癌症相关胞外囊泡(EVs)的单囊泡分子图谱分析越来越被认为是癌症检测和监测的有力工具。掩膜和靶标双重成像是一种简便的方法,可在单个囊泡水平上量化生物流体中分子靶标EVs群体的比例。然而,由于掩膜图像上的假信号干扰以及需要分析临床样本中的大量图像,准确、高效的双重成像囊泡分析一直面临挑战。在这项工作中,我们报告了一种基于机器学习的全自动双成像分析方法,并将其与双成像单囊泡技术(DISVT)一起用于检测不同阶段的乳腺癌。我们使用卷积神经网络 Resnet34 和迁移学习来建立一个合适的机器学习模型,该模型能准确识别实验数据中的感兴趣区。模型的训练结合了实验数据和合成数据。利用 DISVT 和我们的机器学习辅助图像分析平台,我们测定了 HER2 阳性乳腺癌中试患者血浆中 EpCAM 阳性 EVs 和 CD24 阳性 EVs 在捕获的带有 CD81 标记的血浆 EVs 中所占的比例,并与健康供体的血浆 EVs 进行了比较。结果发现,无论是健康供体还是 I 期患者,EpCAM 阳性 EVs 和 CD24 阳性 EVs 的数量都微乎其微。随着癌症从 II 期发展到 III 期,EpCAM 阳性 EVs(也是 CD81 阳性)的数量从 18% 增加到 29%。进一步发展到 IV 期时,EV 数量没有明显增加。CD24 阳性 EVs 也有类似趋势。统计分析表明,EpCAM 和 CD24 标记都能检测出处于 II、III 或 IV 期的 HER2 阳性乳腺癌。它们还能区分除 III 期和 IV 期以外的癌症分期。DISVT具有简便、高灵敏度和高效率的特点,可广泛用于基础研究和临床应用,定量表征生物流体中的分子靶向EV亚型。
本文章由计算机程序翻译,如有差异,请以英文原文为准。
Single Vesicle Surface Protein Profiling and Machine Learning-Based Dual Image Analysis for Breast Cancer Detection.

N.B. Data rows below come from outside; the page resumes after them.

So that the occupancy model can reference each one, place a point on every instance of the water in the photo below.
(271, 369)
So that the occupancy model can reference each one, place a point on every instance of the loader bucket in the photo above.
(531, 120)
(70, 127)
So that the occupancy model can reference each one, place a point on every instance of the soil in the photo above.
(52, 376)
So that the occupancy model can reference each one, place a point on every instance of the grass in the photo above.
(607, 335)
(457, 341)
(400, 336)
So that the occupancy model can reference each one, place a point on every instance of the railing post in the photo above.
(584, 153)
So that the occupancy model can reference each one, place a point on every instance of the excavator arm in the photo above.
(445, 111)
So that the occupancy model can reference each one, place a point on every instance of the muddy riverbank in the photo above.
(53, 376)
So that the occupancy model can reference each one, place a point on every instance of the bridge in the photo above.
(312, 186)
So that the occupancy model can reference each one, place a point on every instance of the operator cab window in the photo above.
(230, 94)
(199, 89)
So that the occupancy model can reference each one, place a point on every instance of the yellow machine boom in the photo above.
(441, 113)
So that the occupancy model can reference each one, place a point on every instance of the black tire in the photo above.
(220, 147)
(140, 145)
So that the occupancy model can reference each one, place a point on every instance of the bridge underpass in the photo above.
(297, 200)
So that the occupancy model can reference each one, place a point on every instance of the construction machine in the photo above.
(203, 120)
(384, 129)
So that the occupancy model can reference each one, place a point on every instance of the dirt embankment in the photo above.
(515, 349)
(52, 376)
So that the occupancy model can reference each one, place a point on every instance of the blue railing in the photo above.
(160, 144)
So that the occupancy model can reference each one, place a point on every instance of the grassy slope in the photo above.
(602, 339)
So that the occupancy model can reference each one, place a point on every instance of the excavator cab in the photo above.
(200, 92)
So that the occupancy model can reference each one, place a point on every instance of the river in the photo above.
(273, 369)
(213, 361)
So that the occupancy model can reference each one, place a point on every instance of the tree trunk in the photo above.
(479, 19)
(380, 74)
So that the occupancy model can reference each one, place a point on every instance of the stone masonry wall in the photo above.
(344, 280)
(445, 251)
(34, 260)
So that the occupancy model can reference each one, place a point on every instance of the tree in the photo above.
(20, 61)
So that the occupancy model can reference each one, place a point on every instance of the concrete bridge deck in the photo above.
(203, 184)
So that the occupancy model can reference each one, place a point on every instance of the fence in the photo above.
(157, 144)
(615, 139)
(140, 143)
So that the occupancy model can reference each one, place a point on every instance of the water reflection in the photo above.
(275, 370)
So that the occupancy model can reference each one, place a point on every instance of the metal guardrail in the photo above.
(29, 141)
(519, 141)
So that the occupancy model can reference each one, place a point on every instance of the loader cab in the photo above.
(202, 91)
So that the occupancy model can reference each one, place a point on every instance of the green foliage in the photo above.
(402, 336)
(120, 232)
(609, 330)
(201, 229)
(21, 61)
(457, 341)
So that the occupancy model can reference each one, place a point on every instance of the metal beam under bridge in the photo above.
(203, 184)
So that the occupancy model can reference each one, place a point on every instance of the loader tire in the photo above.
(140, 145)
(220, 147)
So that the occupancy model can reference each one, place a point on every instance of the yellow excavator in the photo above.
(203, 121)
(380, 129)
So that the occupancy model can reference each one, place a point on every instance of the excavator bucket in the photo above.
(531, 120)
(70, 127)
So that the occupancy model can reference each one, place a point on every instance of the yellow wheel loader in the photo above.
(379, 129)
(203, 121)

Single-vesicle molecular profiling of cancer-associated extracellular vesicles (EVs) is increasingly being recognized as a powerful tool for cancer detection and monitoring. Mask and target dual imaging is a facile method to quantify the fraction of the molecularly targeted population of EVs in biofluids at the single-vesicle level. However, accurate and efficient dual imaging vesicle analysis has been challenging due to the interference of false signals on the mask images and the need to analyze a large number of images in clinical samples. In this work, we report a fully automatic dual imaging analysis method based on machine learning and use it with dual imaging single-vesicle technology (DISVT) to detect breast cancer at different stages. The convolutional neural network Resnet34 was used along with transfer learning to produce a suitable machine learning model that could accurately identify areas of interest in experimental data. A combination of experimental and synthetic data were used to train the model. Using DISVT and our machine learning-assisted image analysis platform, we determined the fractions of EpCAM-positive EVs and CD24-positive EVs over captured plasma EVs with CD81 marker in the blood plasma of pilot HER2-positive breast cancer patients and compared to those from healthy donors. The amount of both EpCAM-positive and CD24-positive EVs was found negligible for both healthy donors and Stage I patients. The amount of EpCAM-positive EVs (also CD81-positive) increased from 18% to 29% as the cancer progressed from Stage II to III. No significant increase was found with further progression to Stage IV. A similar trend was found for the CD24-positive EVs. Statistical analysis showed that both EpCAM and CD24 markers can detect HER2-positive breast cancer at Stages II, III, or IV. They can also differentiate individual cancer stages except those between Stage III and Stage IV. Due to the simplicity, high sensitivity, and high efficiency, the DISVT with the AI-assisted dual imaging analysis can be widely used for both basic research and clinical applications to quantitatively characterize molecularly targeted EV subtypes in biofluids.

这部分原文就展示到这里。